The room could be featured in any magazine. It is modern, with artsy posters lining the walls, fringed linen pillows adorning a twin bed covered with a chic cotton duvet. A white bookcase displays crystals, coffee table books, and colorful artwork. Next to it, a stylish throw graces an oak desk chair.
This one-of-a-kind room is one of several designed by Benedetto Rebecca, a recent graduate of the University of Miami School of Architecture’s Master of Science in Architecture, specializing in hospitality design. Rebecca has been working with the University’s Department of Housing and Residential Life to design renderings that offer incoming students ways on how they can transform their dorm room into a showstopper.

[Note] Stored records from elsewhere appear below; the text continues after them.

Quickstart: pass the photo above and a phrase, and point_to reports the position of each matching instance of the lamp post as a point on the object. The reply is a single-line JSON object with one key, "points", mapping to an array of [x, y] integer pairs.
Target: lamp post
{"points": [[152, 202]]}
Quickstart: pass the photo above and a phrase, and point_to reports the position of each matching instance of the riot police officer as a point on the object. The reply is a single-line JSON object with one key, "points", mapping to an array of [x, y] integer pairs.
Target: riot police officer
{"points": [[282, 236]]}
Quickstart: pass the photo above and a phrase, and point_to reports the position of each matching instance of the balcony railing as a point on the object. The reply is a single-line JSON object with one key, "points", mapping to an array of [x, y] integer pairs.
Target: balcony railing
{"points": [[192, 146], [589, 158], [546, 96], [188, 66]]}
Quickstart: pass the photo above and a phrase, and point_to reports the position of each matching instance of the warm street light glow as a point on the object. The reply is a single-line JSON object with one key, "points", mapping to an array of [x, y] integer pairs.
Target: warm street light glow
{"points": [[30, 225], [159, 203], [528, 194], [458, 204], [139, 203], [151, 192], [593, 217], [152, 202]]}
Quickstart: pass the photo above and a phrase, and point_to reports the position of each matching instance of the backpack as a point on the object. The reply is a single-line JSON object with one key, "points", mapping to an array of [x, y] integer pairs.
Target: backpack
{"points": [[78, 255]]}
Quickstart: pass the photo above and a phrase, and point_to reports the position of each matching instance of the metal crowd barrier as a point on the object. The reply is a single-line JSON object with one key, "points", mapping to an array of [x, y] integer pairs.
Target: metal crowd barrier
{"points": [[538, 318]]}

Rebecca is one of several students enrolled in the school’s PAIR (Professional Advancement, Internship, and Research) Program, offered as part of the Master of Science in Architecture, said its director and associate professor, Eric Firley.
“The PAIR Program is about finding internship opportunities for our students in architectural firms, companies, and other institutions, and to coordinate these opportunities closely with the students’ academic focus,” said Firley. “The students define a research project with their SOA (School of Architecture) professor and then spend 20 paid hours at the partner firm working on expanding that same project.”
Unlike regular internships, where students are assigned random tasks, the PAIR Program gives students the opportunity to spend both academic and professional time perfecting their project, said Firley. Very often, this project turns into the students’ thesis.
Richard Sobaram, associate vice president for housing strategic initiatives, has been working with Rebecca throughout the past semester and into the summer, hoping that his renderings of how to transform dorm rooms will inspire students to convert their rooms into similarly fashionable spaces.
“He does great work,” said Sobaram. “We hope to offer students these renderings so that they can see how they can turn their rooms into modern, elegant, and stylish spaces.”
Rebecca believes that the built environment shapes human experiences. While designing dorm rooms, he kept in mind that they are more than just living spaces. “They are incubators of student growth, social interaction, and academic engagement,” he said.
Mathilda Ron, a Master of Science in Architecture graduate, participated in the PAIR Program. As part of the hospitality design track, she worked with professor Allan Shulman and the architecture firm OBMI to explore how design can promote wellness in hospitality.
For her master’s thesis, Ron developed The Wellness Room, a hotel room conceived as more than just a place to sleep. It is a curated journey of reconnection and relaxation, designed to support the mind, body, and spirit.
The Wellness Room is structured around six intentional steps that guide the guest through a holistic process of renewal: disconnection, introspection, expelling toxins, cleansing, recovery, and sleep. Each phase is embodied through carefully designed spatial elements and multisensory therapies.
One space features a cool stone-wrapped chamber where silence and darkness promote deep disconnection and mental rest. Others are designed for warm light treatments, including halotherapy—a salt-infused air therapy that supports respiratory and skin health—and red-light therapy, which reduces inflammation and promotes cellular recovery. Every component of the room is aligned with the guest’s internal rhythm, offering a restorative experience through architecture.
“This project transforms the traditional hotel room into a series of sensory experiences, each one crafted to awaken the body, calm the mind, and restore the spirit,” Ron explained.
“In the growing world of wellness hospitality, public spaces have been gaining tremendous attention and transformation, becoming temples of gathering, ritual, and experience,” she added. “Yet the private space, the room where true restoration happens, has often been left behind. The Wellness Room seeks to rebalance that equation by bringing intention and innovation back to the core of the guest’s personal journey.”